Coordinate error for 556 structures from the paper by Kirchmair et al. [4]

Figure 3 illustrates a number of other interesting points. While the expectation that greater coordinate precision will arise from structures with better nominal resolution is generally borne out by the data, there are many exceptions. Table 2 shows some examples of structures where the nominal resolution gives an unexpected estimation of coordinate precision. In the top half of the table are structures with good nominal resolution but unexpectedly high DPI, while the lower half of the table shows some structures with low nominal resolution and either unexpectedly low or unexpectedly high DPIs. Accordingly, simply using nominal resolution as a metric of quality for structures to be used in a pose prediction or conformer generation study is insufficient to guarantee that structures of appropriate quality will be used.

Table 2 Resolution and DPI for selected structures from the Kirchmair dataset

With the DPI for a structure in hand one can set a lower limit on the precision with which a computed conformation can reproduce an experimental one—the RMSD between the two conformations cannot be less than the DPI for the experimental structure. It can be seen that over half (55.6%) of the structures in this set has DPIs > 0.5 Å, while Kirchmair et al. report pose reproduction statistics both at <0.1 Å and at <0.5 Å RMSD. Since in over half of the structures in this dataset the DPI is >0.5 Å, Kirchmair et al. report pose reproductions at <0.5 Å RMSD that are more precise than the accuracy of the source data allows. This analysis is made on the conservative assumption that the error in the atomic positions in the computed pose is zero. In the Goto et al. paper [18] the assumption is made that the errors in the computed pose are the same as for the experimental pose. In this analysis a computed and experimental pose must be different by an RMSD of √2 × DPI for the difference to be significant, which would mean that an even higher proportion of the poses in the Kirchmair set have been reproduced with a greater precision than the experimental accuracy.

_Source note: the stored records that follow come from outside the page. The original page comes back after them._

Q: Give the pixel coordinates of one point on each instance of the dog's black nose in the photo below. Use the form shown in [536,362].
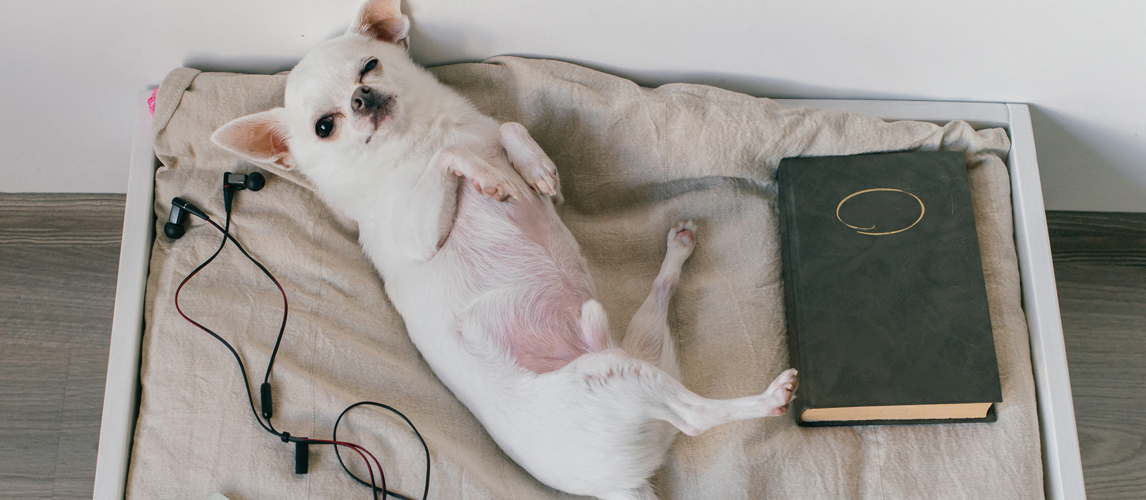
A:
[368,101]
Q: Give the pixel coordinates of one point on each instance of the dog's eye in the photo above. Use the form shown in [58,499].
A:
[324,126]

The same tendency to reproduce experimental data with a precision greater than the experimental accuracy is seen frequently in pose prediction experiments with docking engines. In Fig. 4 nominal resolution is plotted against the DPI for crystal structures from two well known docking validation sets, those for GOLD [25] and GLIDE [3]. The two graphs are plotted on the same scale to allow direct comparison. On each graph is also plotted an estimate of the theoretical lower limit for the atomic precision (the pink line). A formula describing the relationship between nominal resolution and DPI is given in Eq. 2 Footnote 2 below, based on a derivation by Blow [24].

Fig. 4
figure 4

The nominal resolution versus the coordinate error for a subset of the Gold (structures with resolution <2.5 Å) and the Glide data sets

$$ \sigma {\left( {r{\text{, }}B_{{{\text{avg}}}}}\right)} = 0.22{\left({1 + s}\right)}^{{1/2}}V{_{M}}^{{-1/2}} C^{{-5/6}}R_{{{\text{free}}}} d{_{{\min }}}^{{5/2}} $$
(2)

The variables found in Eq. 2 are as follows: s is the percent solvent present in the crystal, V m is the asymmetric unit volume to molecular weight ratio, C is the completeness of the data, and d min is the nominal resolution of the structure. The ideal lines shown in Fig. 4 were calculated using Eq. 2 and assuming an s of 0.0, a V m of 2.5, a C of 100%, and that R free is equal to the resolution/10.

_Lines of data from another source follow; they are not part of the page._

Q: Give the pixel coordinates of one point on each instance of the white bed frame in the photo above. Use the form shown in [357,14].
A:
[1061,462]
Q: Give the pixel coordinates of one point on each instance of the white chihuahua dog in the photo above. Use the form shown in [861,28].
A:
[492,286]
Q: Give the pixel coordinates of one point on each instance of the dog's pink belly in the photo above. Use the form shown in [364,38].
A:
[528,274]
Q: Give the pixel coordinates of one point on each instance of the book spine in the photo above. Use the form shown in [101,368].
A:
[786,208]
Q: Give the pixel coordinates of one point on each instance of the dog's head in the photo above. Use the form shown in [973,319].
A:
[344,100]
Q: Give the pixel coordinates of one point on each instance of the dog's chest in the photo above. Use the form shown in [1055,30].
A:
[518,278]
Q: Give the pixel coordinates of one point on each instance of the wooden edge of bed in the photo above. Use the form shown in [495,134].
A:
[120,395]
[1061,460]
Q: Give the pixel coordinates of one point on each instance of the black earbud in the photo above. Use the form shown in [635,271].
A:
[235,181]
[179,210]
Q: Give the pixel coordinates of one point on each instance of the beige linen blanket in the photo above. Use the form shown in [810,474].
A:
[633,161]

Inspection of Fig. 4 shows that the GOLD set contains one structure (1YEE) whose calculated DPI lies below the theoretical lower limit. This is probably due to a mistranscription error in the PDB file. The PDB file for the 1YEE structure gives the number of reflections as 77209, while the number of unique reflections is 21342—a disparity that cannot be reconciled by reference to the data redundancy for this structure. Accordingly the calculated DPI for 1YEE is too low because the reported number of reflections is erroneously high. In the GLIDE set all structures have DPIs higher than our predicted theoretical minimum. In fact, in this set 52% of the structures have a DPI > 0.5 Å, and in 31% of the cases the reported RMSD for redocking is less than the DPI (so that the prediction is more precise than experimental accuracy allows). This is only one example of a publication in which protein structures are assumed to be free of uncertainty in their atomic positions; the literature abounds with others.

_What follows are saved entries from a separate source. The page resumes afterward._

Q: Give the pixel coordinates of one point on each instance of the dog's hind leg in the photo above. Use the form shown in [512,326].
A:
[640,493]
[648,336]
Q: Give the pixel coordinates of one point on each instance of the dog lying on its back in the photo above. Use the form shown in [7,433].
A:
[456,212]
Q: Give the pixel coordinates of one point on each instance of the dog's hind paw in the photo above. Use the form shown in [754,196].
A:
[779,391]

The combination of R free and the DPI for a structure can give a good overall picture of the quality of a model and the reliability of the atom positions within that model. In spite of the availability of these and other measures of quality, there are a number of test sets of protein co-crystal structures used for evaluating docking engines that appear to have been selected by other criteria that do not relate in any way to their quality [26]. Accordingly, the results from these studies should be treated with some caution.

Crystal structures have avoidable errors

The R free and the DPI are global measures of quality; other, local, measures of quality are also useful. For example, if a small portion of the atoms in a structure have been poorly fitted to the density, this will not be revealed by any global measure of fit. Only a local measure would reveal the error. A relatively common problem in co-crystal structures in the PDB is poor fitting of small molecules to the density, giving unrealistic ligand structures. These poorly fitted ligand structures are then used as a “standard” to judge the quality of a docking program’s or conformer generator’s performance. While the poor quality of some ligand structures in PDB models has been known for some time [27], these reports have been anecdotal and few systematic attempts to avoid such poorly solved structures (other than visual inspection) appear to have been undertaken. If appropriate attention is not paid to selecting good quality ligand structures, then a dataset could be constructed that contains ligand structures that have significant errors. For pose prediction studies, poorly solved ligand structures in the dataset must be avoided. It is senseless to try to computationally reproduce an “experimental” ligand structure that has been incorrectly fitted to the electron density. Examples of some possible errors in ligand structures that should result in structures that are not computationally reproducible are shown in Figs. 5 and 6.

Fig. 5
figure 5

Ligand conformation from 1A8T structure. The conformation has two serious atom–atom clashes

Fig. 6
figure 6

Ligand conformation from the 1A4K structure. The cis-amide group is an error of fitting

In the case of the 1A8T structure (Fig. 5), the deposited ligand coordinates contain two serious atom–atom clashes that give the resulting conformation very high energy (28.4 kcal/mol above a refitted structure by the MMFF94 forcefield [28]). The deposited coordinates are clearly in error in this case and no docking engine or conformer generator should be expected to reproduce such a structure.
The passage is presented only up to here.